Paraffin-embedded lungs were cut at a thickness of 5 μm, and stained with hematoxylin and eosin (H&E). Pictures were taken using bright field microscopy with the Eclipse 6000 microscope (Nikon), Retiga Exi Aqua camera, and Qcapture pro 7 software (QImaging). For 2D morphological assessments, H&E-stained lung sections were scanned using the Hamamastu NanoZoommer 2.0 HT (C9600–12) (Hamamatsu Photonics K.K.). CT-Analyser software (Bruker) was used for the segmentation of the foreground from background to obtain binarised images for each individual lung section (3 sections/mouse lung). Integrated 2D analysis inside a region of interest (ROI) corresponding to the boundary of the binarised lung section images was made to obtain the percentage of airspace and tissue.

Statistical analysis

Statistical differences were assessed using one-way ANOVA (> 2 groups) followed by post hoc Tukey’s multiple comparison tests. Two-sided unpaired Student’s t-tests were also used for 2-group comparisons and for complementary statistical assessments. Tests were performed using GraphPad Prism 7.
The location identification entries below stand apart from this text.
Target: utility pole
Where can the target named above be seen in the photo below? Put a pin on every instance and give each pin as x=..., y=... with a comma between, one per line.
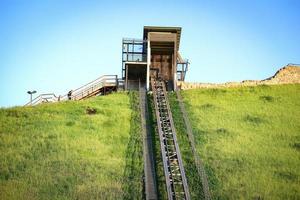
x=31, y=93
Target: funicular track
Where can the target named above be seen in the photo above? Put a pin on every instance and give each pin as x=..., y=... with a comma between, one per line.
x=176, y=181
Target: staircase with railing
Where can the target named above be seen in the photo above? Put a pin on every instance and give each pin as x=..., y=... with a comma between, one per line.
x=100, y=86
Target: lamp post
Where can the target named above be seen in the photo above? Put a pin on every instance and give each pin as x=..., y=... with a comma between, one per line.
x=31, y=93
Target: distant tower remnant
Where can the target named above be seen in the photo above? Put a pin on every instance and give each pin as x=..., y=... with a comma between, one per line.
x=155, y=56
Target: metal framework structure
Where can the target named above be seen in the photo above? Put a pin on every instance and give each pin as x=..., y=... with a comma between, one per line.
x=157, y=52
x=176, y=181
x=133, y=50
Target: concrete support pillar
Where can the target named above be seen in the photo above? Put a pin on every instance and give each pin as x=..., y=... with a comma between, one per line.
x=148, y=65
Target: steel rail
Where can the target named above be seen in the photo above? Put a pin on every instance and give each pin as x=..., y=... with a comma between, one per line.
x=176, y=181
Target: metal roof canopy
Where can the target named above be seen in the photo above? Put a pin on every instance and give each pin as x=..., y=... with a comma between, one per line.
x=166, y=29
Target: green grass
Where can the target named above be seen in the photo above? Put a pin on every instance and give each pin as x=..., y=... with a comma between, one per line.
x=59, y=151
x=249, y=140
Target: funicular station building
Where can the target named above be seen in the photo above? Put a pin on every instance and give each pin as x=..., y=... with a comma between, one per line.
x=155, y=56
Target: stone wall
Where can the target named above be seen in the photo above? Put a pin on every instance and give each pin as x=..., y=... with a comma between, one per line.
x=286, y=75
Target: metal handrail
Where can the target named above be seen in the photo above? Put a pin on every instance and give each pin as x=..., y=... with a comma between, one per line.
x=79, y=93
x=41, y=97
x=293, y=64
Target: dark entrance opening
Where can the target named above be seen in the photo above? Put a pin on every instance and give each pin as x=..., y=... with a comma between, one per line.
x=136, y=76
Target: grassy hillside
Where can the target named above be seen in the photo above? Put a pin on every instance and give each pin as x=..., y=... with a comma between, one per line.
x=249, y=140
x=73, y=150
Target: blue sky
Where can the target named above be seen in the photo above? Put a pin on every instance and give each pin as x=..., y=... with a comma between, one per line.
x=58, y=45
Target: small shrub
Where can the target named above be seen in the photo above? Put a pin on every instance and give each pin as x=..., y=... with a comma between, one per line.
x=222, y=131
x=288, y=176
x=207, y=106
x=91, y=111
x=266, y=98
x=70, y=123
x=296, y=145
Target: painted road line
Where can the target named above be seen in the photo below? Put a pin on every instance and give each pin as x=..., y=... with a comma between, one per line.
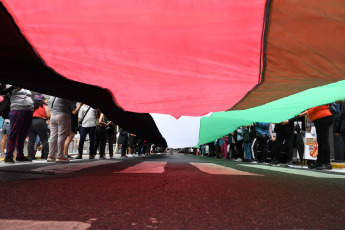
x=34, y=224
x=211, y=168
x=310, y=173
x=70, y=167
x=145, y=167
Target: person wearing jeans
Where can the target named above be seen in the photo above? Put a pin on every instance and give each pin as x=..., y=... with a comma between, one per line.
x=87, y=117
x=60, y=127
x=21, y=111
x=323, y=119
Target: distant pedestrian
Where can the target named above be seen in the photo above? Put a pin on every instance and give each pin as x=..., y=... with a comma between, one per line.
x=123, y=141
x=60, y=128
x=39, y=127
x=22, y=107
x=88, y=120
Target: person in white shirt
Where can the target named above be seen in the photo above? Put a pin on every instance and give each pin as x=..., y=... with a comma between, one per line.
x=87, y=118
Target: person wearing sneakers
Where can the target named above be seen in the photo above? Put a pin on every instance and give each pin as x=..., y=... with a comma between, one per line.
x=21, y=111
x=285, y=134
x=60, y=127
x=88, y=119
x=323, y=119
x=39, y=127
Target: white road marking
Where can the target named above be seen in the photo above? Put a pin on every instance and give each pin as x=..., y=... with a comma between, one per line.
x=145, y=167
x=310, y=173
x=211, y=168
x=71, y=167
x=34, y=224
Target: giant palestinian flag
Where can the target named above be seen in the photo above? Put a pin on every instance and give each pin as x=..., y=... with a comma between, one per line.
x=178, y=73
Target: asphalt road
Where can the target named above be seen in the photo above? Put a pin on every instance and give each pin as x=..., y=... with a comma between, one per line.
x=169, y=192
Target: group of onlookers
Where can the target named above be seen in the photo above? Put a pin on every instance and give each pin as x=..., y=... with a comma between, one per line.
x=256, y=142
x=31, y=116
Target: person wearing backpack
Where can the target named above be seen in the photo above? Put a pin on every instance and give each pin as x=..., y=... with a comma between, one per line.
x=88, y=119
x=339, y=128
x=4, y=111
x=322, y=118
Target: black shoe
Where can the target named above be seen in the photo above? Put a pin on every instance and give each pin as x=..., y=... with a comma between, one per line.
x=32, y=158
x=23, y=159
x=288, y=164
x=9, y=160
x=324, y=167
x=275, y=163
x=313, y=166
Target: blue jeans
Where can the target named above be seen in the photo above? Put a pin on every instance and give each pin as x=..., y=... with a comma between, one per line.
x=83, y=132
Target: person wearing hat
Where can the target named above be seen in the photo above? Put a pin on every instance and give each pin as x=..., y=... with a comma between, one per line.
x=39, y=127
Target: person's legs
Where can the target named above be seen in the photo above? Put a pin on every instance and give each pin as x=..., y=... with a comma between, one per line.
x=15, y=128
x=26, y=121
x=322, y=126
x=247, y=150
x=110, y=138
x=123, y=150
x=83, y=133
x=289, y=145
x=263, y=148
x=67, y=143
x=64, y=128
x=278, y=147
x=97, y=138
x=43, y=135
x=6, y=129
x=3, y=142
x=53, y=136
x=92, y=131
x=102, y=141
x=32, y=139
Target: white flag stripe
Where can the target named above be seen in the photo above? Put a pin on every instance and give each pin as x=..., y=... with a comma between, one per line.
x=310, y=173
x=145, y=167
x=181, y=132
x=70, y=167
x=211, y=168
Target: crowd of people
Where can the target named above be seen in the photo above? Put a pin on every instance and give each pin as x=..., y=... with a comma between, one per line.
x=260, y=141
x=30, y=116
x=51, y=126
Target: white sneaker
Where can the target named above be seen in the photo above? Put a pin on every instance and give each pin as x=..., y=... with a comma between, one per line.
x=62, y=159
x=50, y=159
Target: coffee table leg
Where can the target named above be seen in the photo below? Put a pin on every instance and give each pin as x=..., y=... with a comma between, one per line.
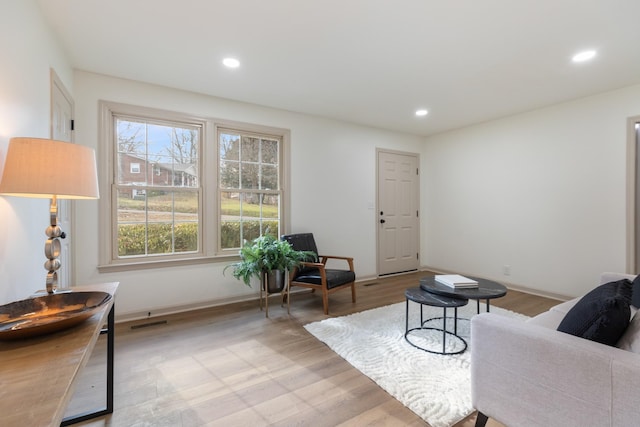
x=406, y=328
x=444, y=331
x=455, y=320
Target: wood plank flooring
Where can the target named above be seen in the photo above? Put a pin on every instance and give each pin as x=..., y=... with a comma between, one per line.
x=231, y=366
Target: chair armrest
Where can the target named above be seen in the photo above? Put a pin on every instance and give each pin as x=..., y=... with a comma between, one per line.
x=527, y=375
x=325, y=258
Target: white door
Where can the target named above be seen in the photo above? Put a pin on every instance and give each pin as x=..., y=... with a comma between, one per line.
x=398, y=216
x=61, y=130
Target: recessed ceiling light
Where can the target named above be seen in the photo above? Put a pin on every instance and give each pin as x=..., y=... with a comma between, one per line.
x=231, y=62
x=584, y=56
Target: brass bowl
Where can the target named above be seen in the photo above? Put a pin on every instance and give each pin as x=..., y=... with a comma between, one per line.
x=49, y=313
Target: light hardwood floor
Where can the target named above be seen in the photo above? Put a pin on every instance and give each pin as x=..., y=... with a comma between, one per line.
x=231, y=366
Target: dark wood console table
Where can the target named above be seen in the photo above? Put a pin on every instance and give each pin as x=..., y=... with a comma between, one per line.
x=38, y=375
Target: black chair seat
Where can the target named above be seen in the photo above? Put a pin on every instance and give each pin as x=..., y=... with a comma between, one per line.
x=335, y=278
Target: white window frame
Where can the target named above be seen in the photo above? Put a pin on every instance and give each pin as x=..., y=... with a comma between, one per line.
x=209, y=211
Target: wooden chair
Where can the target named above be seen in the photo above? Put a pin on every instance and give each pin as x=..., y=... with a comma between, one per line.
x=315, y=275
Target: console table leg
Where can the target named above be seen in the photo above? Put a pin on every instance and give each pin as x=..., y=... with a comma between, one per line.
x=110, y=332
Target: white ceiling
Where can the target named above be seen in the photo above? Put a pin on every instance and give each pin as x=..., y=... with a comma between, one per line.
x=372, y=62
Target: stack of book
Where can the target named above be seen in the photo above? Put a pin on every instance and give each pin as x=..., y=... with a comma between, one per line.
x=456, y=281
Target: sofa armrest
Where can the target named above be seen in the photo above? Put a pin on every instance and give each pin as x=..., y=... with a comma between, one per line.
x=527, y=375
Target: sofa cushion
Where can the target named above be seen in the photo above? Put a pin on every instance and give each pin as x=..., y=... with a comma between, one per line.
x=630, y=340
x=602, y=315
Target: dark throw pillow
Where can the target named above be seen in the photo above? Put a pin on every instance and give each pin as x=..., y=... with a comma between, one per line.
x=635, y=299
x=602, y=315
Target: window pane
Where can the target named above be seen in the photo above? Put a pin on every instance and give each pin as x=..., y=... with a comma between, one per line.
x=270, y=151
x=269, y=177
x=229, y=174
x=250, y=173
x=229, y=147
x=251, y=205
x=156, y=154
x=270, y=206
x=250, y=149
x=156, y=222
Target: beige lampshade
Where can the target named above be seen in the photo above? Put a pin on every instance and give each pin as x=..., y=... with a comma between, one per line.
x=44, y=168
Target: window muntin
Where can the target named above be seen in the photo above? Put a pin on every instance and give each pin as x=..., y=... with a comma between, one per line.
x=157, y=206
x=249, y=184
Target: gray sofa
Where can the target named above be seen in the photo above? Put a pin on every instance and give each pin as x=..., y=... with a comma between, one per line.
x=526, y=373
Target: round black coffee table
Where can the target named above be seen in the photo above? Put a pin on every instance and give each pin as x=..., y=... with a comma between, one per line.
x=486, y=290
x=423, y=298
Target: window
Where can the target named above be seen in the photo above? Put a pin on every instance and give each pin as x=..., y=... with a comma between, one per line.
x=249, y=186
x=156, y=214
x=184, y=189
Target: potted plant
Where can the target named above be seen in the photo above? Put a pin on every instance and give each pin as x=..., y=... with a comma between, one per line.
x=268, y=257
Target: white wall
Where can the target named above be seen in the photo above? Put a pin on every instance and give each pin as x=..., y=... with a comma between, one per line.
x=28, y=51
x=542, y=192
x=332, y=191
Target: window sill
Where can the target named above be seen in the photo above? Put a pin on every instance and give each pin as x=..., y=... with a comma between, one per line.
x=163, y=263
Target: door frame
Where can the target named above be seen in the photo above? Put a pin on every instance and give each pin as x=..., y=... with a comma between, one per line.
x=377, y=209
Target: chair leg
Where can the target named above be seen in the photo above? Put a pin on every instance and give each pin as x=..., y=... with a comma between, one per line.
x=481, y=420
x=325, y=301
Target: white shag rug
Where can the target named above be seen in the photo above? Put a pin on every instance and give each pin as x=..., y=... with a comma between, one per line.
x=436, y=387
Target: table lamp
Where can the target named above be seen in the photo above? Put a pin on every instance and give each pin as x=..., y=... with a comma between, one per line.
x=45, y=168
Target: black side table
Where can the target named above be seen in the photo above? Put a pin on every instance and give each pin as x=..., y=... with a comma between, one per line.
x=423, y=298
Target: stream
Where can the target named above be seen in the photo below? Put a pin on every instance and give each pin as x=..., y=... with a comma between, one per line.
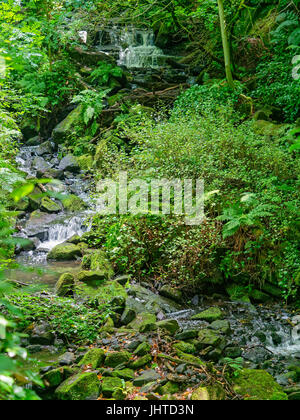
x=262, y=335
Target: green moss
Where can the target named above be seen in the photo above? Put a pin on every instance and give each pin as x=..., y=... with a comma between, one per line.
x=258, y=385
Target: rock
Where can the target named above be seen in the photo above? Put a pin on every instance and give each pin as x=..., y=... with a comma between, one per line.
x=187, y=335
x=67, y=359
x=208, y=338
x=92, y=278
x=147, y=377
x=258, y=385
x=171, y=293
x=110, y=385
x=94, y=358
x=126, y=374
x=141, y=362
x=210, y=315
x=73, y=204
x=115, y=359
x=142, y=320
x=222, y=327
x=83, y=386
x=45, y=148
x=64, y=252
x=69, y=164
x=42, y=335
x=64, y=129
x=49, y=206
x=169, y=325
x=128, y=316
x=209, y=393
x=65, y=285
x=142, y=349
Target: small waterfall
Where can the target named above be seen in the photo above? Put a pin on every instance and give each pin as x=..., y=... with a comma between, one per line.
x=135, y=47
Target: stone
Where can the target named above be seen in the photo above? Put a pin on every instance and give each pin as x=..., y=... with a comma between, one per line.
x=210, y=315
x=65, y=128
x=92, y=278
x=142, y=349
x=147, y=377
x=171, y=293
x=222, y=327
x=94, y=358
x=64, y=252
x=141, y=362
x=80, y=387
x=208, y=338
x=258, y=385
x=170, y=325
x=141, y=320
x=65, y=285
x=116, y=359
x=71, y=203
x=187, y=335
x=128, y=316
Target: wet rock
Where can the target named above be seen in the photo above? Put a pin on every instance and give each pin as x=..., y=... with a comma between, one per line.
x=69, y=164
x=64, y=252
x=93, y=358
x=171, y=293
x=258, y=385
x=210, y=315
x=146, y=378
x=83, y=386
x=170, y=325
x=65, y=285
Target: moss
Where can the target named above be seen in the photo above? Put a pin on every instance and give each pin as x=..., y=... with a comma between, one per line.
x=258, y=385
x=83, y=386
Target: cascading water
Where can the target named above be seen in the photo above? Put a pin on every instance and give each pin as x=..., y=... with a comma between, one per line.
x=136, y=47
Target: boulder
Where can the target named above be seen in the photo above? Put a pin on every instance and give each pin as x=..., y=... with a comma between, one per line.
x=83, y=386
x=65, y=285
x=64, y=252
x=258, y=385
x=93, y=358
x=171, y=293
x=69, y=164
x=210, y=315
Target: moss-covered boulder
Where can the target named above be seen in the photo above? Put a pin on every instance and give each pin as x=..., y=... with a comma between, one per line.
x=116, y=359
x=64, y=252
x=73, y=204
x=93, y=358
x=49, y=206
x=83, y=386
x=171, y=293
x=110, y=385
x=258, y=385
x=64, y=129
x=92, y=278
x=209, y=393
x=210, y=315
x=171, y=326
x=65, y=285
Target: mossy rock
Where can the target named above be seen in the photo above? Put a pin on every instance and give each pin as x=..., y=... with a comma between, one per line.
x=171, y=326
x=93, y=358
x=73, y=204
x=116, y=359
x=65, y=285
x=64, y=129
x=210, y=315
x=49, y=206
x=64, y=252
x=83, y=386
x=209, y=393
x=258, y=385
x=141, y=320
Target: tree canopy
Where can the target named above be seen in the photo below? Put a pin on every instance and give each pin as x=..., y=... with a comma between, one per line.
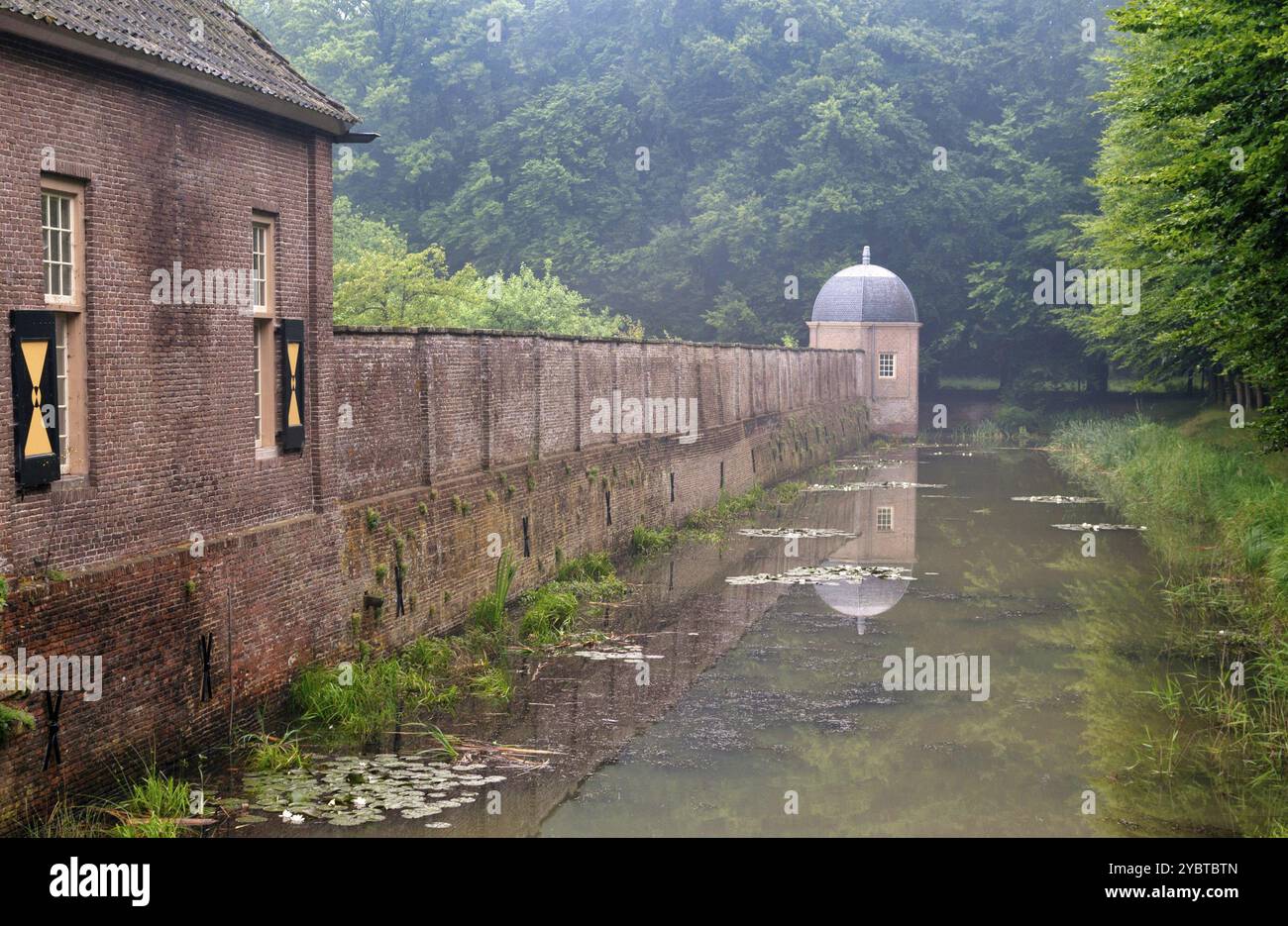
x=1193, y=184
x=778, y=140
Impact of recall numbers and cigarette smoke exposure on circulating and pulmonary anti-OxLDL antibody levels

The immunization strategy using OxLDL and AddaVax™ caused a marked elevation of anti-OxLDL antibodies in both the circulation and the lungs. This increase in circulating and pulmonary anti-OxLDL antibodies was proportional to the number of injections (Fig. 1a-c). Since three injections led to higher antibody levels, this protocol was used to immunize mice prior acute (Fig. 1d) and sub-chronic (Fig. 1g) cigarette smoke exposure. Acute cigarette smoke exposure had no significant effects on serum or BAL fluid anti-OxLDL antibody levels (Fig. 1e and f). However, sub-chronic exposure to cigarette smoke significantly reduced serum anti-OxLDL antibody levels (Fig. 1h) while having no effects on BAL fluid levels (Fig. 1i). Altogether, these data show that the OxLDL immunization strategy markedly increases anti-OxLDL antibodies in the lungs and circulation; sub-chronic cigarette smoke exposure only affecting circulating levels.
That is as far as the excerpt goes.